Что же касается закона о персональных данных, то его нужно серьезно корректировать. Он утратил свой первоначальный смысл — защитить персональные данные при массовой автоматической обработке. На деятельность архивов он вообще не распространяется, но на практике, к сожалению, его толкуют по-другому. Я уверен, нужны уточнения в законодательстве, чтобы поставить заслон неправильному правоприменению.
— Уже упомянутая нами Концепция государственной политики по увековечиванию памяти жертв политических репрессий рассчитана на период до 2019 года. Насколько успешно она реализуется? Есть ли необходимость продлить ее действие?
— Сделано многое, но далеко не все. Да, мы открываем "Стену скорби" в центре Москвы, открыли Сад памяти в Бутово, но не решен вопрос с мемориалом в Ковалевском лесу, в Левашовской пустоши, с расстрельными ямами у Петропавловской крепости, с руинами гулаговских лагерей на Ямале.
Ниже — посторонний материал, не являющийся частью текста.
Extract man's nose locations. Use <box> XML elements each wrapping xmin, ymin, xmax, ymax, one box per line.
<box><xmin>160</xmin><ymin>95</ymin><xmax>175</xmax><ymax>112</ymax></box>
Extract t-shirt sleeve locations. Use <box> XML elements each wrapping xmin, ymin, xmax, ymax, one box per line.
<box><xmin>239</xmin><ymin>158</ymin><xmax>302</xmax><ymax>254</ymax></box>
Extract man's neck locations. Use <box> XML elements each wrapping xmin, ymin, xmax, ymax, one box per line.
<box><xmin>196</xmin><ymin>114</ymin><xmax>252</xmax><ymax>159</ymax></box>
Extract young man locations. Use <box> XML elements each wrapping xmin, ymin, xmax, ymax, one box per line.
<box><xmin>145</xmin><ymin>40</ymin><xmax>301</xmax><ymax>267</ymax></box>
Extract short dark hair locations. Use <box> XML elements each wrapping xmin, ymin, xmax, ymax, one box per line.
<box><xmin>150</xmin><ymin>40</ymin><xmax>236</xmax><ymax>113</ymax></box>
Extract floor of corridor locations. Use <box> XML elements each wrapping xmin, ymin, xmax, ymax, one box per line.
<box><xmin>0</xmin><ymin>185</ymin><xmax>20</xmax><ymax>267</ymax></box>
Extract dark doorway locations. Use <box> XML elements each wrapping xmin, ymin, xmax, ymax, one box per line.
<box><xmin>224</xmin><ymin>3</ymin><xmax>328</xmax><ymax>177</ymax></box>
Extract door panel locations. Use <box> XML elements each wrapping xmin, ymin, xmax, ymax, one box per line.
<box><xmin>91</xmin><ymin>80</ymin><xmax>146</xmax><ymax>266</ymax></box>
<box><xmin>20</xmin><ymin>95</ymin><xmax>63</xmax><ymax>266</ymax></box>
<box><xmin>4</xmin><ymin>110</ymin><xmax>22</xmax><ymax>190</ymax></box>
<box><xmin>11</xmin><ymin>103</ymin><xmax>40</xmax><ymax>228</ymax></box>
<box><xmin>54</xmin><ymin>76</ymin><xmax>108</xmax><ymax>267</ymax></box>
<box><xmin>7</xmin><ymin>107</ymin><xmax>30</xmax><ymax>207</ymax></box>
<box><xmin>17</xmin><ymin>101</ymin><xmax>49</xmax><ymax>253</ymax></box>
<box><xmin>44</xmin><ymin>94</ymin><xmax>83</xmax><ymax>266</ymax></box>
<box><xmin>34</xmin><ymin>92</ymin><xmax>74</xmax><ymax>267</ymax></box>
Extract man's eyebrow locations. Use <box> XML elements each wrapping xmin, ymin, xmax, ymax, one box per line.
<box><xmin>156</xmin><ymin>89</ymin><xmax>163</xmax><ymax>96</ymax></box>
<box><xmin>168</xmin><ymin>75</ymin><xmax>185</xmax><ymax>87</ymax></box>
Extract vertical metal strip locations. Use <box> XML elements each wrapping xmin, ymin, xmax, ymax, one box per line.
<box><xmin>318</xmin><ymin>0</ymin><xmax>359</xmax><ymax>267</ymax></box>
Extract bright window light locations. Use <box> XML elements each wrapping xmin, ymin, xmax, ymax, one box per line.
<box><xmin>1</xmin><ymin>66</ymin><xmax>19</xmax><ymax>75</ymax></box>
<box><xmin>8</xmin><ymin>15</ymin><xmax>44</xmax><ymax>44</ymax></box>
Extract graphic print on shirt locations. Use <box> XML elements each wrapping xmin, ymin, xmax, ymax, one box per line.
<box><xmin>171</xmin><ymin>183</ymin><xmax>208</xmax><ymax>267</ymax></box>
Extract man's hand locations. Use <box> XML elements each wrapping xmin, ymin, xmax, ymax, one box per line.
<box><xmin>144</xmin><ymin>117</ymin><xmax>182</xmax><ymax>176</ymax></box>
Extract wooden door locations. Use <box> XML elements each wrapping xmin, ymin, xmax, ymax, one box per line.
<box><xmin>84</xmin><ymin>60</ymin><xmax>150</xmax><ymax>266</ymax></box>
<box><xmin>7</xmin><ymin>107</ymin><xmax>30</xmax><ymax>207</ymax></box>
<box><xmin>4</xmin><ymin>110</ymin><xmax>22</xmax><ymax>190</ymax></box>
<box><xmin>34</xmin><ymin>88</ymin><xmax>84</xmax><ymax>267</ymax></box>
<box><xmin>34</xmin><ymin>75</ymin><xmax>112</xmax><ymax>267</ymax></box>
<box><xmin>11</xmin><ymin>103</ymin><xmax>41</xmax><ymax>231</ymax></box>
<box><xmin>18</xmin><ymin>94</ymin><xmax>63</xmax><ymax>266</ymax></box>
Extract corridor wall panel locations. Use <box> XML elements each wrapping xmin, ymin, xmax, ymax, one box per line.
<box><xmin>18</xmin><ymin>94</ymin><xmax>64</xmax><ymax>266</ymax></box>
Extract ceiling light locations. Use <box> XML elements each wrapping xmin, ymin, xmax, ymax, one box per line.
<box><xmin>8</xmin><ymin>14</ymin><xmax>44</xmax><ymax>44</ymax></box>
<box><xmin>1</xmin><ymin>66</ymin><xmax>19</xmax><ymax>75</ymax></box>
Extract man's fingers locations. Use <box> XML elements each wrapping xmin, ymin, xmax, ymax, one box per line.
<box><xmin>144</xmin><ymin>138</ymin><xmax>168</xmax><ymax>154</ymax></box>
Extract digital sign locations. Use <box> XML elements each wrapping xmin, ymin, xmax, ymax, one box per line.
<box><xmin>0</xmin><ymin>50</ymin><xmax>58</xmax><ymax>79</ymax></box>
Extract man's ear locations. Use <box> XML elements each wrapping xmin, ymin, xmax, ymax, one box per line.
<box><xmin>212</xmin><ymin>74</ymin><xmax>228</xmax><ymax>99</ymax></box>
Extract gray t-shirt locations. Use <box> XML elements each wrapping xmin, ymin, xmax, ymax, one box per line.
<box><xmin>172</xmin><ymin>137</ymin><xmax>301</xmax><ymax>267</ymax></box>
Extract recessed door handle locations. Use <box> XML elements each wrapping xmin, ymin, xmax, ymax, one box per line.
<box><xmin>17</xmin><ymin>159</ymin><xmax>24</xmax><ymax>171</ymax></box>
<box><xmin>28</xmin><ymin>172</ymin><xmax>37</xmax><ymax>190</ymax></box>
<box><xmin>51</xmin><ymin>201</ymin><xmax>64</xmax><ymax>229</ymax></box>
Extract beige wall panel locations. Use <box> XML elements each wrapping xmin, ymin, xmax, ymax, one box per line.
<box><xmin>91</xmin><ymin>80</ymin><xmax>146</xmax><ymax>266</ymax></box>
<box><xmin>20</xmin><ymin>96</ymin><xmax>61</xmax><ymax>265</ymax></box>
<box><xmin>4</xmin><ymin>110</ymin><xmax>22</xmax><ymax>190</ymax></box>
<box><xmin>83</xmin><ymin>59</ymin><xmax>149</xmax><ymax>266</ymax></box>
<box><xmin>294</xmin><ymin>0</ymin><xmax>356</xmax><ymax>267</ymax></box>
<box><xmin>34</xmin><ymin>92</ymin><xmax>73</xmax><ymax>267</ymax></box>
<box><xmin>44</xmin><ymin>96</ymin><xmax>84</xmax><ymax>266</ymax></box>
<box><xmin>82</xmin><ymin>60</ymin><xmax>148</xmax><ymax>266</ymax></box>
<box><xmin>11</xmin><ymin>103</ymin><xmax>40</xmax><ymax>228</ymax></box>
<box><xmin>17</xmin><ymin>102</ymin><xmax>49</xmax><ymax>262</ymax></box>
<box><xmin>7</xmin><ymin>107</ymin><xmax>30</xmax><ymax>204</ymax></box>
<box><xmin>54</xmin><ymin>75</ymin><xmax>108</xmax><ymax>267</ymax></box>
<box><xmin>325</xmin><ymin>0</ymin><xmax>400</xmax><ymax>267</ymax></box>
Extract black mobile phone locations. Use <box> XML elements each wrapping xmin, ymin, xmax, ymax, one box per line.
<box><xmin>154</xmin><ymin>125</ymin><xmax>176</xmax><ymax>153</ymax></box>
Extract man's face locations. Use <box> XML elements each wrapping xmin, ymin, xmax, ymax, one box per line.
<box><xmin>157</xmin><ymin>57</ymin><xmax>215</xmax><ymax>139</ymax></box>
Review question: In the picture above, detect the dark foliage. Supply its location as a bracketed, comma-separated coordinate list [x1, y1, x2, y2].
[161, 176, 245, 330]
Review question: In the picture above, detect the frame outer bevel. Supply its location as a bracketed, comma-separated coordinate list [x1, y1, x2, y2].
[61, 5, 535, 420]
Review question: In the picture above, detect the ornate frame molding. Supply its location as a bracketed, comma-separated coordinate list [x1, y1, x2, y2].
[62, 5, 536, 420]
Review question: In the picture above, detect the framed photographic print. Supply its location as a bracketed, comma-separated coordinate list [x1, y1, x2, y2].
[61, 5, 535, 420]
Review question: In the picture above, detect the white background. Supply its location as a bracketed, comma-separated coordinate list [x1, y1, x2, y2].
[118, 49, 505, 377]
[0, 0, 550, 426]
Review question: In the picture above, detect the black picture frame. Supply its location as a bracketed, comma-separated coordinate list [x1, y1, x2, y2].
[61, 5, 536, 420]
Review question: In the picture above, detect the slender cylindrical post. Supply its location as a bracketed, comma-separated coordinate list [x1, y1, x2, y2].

Задачи первого этапа, определенные концепцией, до сих пор не решены.
Но и говорить о новом документе преждевременно. Процесс увековечивания памяти растянут во времени. Нельзя сказать, что в 2019 году мы закончим и поставим точку. Сохранение исторической памяти — дело постоянное.
В каком-то смысле, все мы — жертвы политических репрессий. Тот неизбывный страх и трепет, которые советский человек испытывает перед государством, та уверенность, что лес рубят — щепки летят, — это как раз травма, нанесенная политическими репрессиями, и она засела очень глубоко в наших генах. Наша задача — преодолеть последствия тоталитарной системы в социогенетике нашего общества через формирование свободного человека, уважающего права человека и достоинства личности.